BRIEF DESCRIPTION OF THE DRAWINGS
FIG. 1 is a perspective view of an electrosurgical probe constructed in accordance with the principles of the present invention.
FIG. 2 is a detailed view of the distal end of the electrosurgical probe of FIG. 1, with portions broken away, shown with its paddle element in a retracted configuration.
FIG. 3 is a detailed view of the distal end of the electrosurgical probe of FIG. 1, shown with the paddle element in its extended configuration.
FIG. 4 is a cross sectional view of the electrosurgical probe of FIG. 1.
FIGS. 5 and 6 are top plan views of the distal end of the electrosurgical probe, shown in cross-section, with the paddle element illustrated in the extended and retracted configurations, respectively.
FIGS. 7 and 8 are side elevational views of the distal end of the electrosurgical probe, shown in cross-section, with the paddle element illustrated in the extended and retracted configurations, respectively.
FIG. 9 illustrates an alternate configuration of the electrosurgical probe of the present invention where a first electrode surface is a cone and a second electrode surface is a needle.

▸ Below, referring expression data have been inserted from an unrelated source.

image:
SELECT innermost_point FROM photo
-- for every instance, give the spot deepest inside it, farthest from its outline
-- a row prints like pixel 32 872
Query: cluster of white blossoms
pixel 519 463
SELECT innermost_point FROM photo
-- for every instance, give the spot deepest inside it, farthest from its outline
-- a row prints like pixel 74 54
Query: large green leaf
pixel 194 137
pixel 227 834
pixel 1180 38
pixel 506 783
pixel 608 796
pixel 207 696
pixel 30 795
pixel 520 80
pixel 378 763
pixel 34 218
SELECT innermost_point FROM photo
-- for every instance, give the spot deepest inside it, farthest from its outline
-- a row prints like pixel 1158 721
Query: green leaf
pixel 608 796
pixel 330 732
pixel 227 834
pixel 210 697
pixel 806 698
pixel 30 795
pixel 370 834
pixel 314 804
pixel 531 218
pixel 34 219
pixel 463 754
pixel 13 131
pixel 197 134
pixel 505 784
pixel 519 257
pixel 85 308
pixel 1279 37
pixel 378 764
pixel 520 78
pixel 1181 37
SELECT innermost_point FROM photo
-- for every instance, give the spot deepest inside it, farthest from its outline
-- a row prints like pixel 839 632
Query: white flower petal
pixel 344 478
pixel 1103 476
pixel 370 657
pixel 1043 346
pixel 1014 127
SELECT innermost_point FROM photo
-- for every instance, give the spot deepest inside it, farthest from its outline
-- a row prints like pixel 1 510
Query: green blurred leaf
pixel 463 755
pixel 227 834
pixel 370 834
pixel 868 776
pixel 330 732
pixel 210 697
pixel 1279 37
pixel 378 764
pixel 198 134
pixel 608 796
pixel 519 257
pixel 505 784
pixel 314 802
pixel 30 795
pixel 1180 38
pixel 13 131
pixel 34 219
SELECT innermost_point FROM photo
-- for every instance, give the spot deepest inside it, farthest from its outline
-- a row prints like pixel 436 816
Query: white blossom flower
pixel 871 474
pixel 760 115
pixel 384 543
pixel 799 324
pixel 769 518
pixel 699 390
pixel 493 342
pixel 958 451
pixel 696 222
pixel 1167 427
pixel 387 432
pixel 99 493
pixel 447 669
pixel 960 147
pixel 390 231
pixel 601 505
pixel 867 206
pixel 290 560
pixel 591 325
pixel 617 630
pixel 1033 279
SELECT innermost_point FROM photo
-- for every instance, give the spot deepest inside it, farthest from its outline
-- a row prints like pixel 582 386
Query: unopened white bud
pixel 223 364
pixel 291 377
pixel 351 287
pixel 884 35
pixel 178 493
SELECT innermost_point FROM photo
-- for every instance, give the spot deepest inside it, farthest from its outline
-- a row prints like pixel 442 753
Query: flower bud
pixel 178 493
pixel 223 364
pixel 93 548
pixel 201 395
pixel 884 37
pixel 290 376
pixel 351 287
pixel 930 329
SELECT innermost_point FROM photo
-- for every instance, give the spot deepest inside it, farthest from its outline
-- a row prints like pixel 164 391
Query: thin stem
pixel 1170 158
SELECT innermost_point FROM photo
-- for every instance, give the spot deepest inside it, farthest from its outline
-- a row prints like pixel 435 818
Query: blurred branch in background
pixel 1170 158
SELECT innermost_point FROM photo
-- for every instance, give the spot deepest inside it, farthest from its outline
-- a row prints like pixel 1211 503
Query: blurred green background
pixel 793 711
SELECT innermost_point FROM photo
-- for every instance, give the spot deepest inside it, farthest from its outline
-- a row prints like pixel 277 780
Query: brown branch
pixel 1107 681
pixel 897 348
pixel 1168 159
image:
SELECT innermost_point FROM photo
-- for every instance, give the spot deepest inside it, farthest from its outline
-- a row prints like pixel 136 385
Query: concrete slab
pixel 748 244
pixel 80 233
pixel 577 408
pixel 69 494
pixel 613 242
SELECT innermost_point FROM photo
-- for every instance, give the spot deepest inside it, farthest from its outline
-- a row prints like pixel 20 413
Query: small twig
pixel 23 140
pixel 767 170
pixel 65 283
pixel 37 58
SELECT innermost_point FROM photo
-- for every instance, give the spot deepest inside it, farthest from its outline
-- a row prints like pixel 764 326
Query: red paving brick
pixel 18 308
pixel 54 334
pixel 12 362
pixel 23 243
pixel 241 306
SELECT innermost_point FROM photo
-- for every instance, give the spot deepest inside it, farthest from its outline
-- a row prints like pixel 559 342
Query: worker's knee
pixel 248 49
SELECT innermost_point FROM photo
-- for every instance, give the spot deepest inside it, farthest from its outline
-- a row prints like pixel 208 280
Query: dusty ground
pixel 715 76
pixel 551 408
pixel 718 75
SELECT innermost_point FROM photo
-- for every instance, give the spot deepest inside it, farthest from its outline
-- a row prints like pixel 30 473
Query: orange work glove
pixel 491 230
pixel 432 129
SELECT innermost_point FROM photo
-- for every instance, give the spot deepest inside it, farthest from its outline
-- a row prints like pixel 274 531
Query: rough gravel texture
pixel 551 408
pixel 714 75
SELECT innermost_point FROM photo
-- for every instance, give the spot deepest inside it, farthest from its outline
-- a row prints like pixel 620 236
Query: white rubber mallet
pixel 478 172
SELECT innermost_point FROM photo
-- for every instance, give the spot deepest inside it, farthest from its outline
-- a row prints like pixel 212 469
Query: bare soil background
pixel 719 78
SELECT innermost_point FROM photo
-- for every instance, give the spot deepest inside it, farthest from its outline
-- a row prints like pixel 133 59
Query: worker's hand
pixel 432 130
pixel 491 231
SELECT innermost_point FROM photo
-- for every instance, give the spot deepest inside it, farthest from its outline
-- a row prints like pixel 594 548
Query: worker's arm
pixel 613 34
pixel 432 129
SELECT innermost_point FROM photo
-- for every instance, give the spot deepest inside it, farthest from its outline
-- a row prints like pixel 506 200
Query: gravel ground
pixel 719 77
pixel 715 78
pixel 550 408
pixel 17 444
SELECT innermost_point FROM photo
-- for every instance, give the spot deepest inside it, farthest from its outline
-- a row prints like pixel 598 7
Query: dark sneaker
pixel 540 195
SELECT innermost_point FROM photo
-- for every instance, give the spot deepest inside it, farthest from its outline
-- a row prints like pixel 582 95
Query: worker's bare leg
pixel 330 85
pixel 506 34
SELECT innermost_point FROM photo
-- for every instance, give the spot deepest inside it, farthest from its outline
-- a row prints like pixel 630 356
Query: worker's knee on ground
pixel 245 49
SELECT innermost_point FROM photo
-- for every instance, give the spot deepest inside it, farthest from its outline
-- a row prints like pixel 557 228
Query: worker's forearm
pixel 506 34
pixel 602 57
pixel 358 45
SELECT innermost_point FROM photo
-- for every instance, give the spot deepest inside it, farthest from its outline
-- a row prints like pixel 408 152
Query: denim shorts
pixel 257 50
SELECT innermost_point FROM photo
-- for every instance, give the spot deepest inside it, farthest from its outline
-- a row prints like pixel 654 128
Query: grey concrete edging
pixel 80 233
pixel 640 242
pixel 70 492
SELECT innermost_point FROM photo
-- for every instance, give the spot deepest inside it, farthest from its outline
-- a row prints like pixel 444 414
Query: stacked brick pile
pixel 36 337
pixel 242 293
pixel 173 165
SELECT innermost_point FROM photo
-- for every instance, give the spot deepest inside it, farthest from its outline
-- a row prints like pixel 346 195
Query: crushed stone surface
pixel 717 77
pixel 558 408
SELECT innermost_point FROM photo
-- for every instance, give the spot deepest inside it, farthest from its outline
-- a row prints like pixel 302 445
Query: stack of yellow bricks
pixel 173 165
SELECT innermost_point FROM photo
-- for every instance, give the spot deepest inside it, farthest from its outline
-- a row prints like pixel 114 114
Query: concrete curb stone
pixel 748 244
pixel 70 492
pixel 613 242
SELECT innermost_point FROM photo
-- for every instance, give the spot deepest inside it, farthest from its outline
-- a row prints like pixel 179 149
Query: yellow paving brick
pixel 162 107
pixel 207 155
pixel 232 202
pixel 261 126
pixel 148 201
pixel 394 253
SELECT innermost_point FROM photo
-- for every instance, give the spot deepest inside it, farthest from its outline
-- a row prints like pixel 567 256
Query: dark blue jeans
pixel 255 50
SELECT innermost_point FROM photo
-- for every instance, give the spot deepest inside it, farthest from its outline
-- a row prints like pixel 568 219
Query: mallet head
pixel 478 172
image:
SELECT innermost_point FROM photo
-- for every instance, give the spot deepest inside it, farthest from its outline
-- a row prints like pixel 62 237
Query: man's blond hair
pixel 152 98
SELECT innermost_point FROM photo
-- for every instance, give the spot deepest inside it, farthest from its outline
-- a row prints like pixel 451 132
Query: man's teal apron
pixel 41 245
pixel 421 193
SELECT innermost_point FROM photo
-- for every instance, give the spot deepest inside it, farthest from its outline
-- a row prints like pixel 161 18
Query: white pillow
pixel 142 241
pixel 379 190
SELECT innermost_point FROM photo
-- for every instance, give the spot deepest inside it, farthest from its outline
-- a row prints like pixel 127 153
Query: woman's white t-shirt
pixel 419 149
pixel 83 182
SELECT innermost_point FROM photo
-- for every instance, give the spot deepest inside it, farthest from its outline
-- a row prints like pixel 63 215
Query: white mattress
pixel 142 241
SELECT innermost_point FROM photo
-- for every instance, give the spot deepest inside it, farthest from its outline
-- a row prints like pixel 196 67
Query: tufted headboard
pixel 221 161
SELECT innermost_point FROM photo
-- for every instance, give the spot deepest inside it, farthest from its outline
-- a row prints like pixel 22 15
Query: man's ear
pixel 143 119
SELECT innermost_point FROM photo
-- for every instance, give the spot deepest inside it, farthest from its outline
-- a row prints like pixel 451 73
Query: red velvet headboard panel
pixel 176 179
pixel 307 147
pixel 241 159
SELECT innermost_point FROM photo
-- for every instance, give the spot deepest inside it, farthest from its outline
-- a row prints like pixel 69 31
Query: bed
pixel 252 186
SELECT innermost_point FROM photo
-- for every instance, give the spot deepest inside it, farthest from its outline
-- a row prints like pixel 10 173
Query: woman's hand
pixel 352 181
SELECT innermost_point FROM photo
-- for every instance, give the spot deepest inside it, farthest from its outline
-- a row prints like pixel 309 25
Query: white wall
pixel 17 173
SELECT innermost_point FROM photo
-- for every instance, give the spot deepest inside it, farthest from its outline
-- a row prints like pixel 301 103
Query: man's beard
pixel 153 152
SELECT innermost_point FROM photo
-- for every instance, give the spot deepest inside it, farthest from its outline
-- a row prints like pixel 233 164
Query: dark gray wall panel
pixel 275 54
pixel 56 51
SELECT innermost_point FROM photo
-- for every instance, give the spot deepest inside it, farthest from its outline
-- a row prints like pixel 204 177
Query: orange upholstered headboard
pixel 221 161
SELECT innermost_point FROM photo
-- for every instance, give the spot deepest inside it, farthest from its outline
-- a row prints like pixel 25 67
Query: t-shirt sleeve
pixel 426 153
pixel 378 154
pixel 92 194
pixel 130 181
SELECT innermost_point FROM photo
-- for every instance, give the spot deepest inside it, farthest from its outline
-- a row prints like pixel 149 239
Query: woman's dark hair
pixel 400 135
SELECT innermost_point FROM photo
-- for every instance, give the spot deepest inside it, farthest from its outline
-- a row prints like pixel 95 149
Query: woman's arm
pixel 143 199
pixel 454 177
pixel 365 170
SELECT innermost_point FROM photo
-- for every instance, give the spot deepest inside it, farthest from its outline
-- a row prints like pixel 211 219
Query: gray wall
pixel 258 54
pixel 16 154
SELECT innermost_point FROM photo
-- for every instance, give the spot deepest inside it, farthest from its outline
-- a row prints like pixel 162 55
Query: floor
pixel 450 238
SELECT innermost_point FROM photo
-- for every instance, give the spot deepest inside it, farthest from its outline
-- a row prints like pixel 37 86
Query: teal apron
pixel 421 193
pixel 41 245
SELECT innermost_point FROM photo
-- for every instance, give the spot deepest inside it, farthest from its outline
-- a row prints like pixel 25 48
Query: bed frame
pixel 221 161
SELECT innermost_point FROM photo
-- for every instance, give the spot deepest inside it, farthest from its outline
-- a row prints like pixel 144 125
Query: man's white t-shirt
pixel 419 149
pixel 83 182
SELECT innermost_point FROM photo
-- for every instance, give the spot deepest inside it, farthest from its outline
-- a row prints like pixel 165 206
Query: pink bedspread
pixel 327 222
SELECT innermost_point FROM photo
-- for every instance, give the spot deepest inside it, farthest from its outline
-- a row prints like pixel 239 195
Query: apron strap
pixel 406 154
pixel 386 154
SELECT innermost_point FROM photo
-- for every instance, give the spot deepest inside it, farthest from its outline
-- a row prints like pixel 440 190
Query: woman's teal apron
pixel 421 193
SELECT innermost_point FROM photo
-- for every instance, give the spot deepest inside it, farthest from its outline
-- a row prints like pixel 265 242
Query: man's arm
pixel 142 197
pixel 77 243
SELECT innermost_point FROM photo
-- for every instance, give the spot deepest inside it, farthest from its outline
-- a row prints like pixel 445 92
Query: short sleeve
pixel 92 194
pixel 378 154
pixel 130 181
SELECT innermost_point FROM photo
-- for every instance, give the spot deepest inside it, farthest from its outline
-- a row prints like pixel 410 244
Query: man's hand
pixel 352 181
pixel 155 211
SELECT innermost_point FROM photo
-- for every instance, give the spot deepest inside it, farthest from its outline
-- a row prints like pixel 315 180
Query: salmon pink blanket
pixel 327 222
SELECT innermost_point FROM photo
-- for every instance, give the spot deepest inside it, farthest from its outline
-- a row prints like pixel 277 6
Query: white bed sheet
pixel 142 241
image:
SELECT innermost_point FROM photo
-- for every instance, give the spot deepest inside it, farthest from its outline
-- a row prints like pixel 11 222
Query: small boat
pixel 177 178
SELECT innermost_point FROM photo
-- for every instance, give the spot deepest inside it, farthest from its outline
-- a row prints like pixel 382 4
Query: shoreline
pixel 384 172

FIGS. 10A-10C illustrate another alternate embodiment of the electrosurgical probe of the present invention where the electrode surfaces are a cylinder and needle, respectively.
FIGS. 11A-11C illustrate yet another alternate embodiment of the electrosurgical probe of the present invention where the electrode surfaces are a spatula and needle, respectively.
FIGS. 12A-12D illustrate yet another alternate embodiment of the electrosurgical probe of the present invention where the electrode surfaces are a ball and needle, respectively.
FIGS. 13A-13C and 14A-14C illustrate two additional alternate embodiments of the electrosurgical probe of the present invention where the electrode surfaces are a hook and a spatula, respectively.
FIGS. 15A-15C and 16A-16C illustrate two more alternate embodiments of the electrosurgical probe of the present invention where the electrode surfaces are a ball and a hook, respectively.
FIGS. 17A-17C and 18A-18C illustrate yet two more embodiments of the electrosurgical probe of the present invention where the electrode surfaces are a loop and a spatula, respectively.
FIGS. 19A-19C illustrate an additional embodiment of the electrosurgical probe of the present invention where the electrode surfaces are a ball and a spatula, respectively.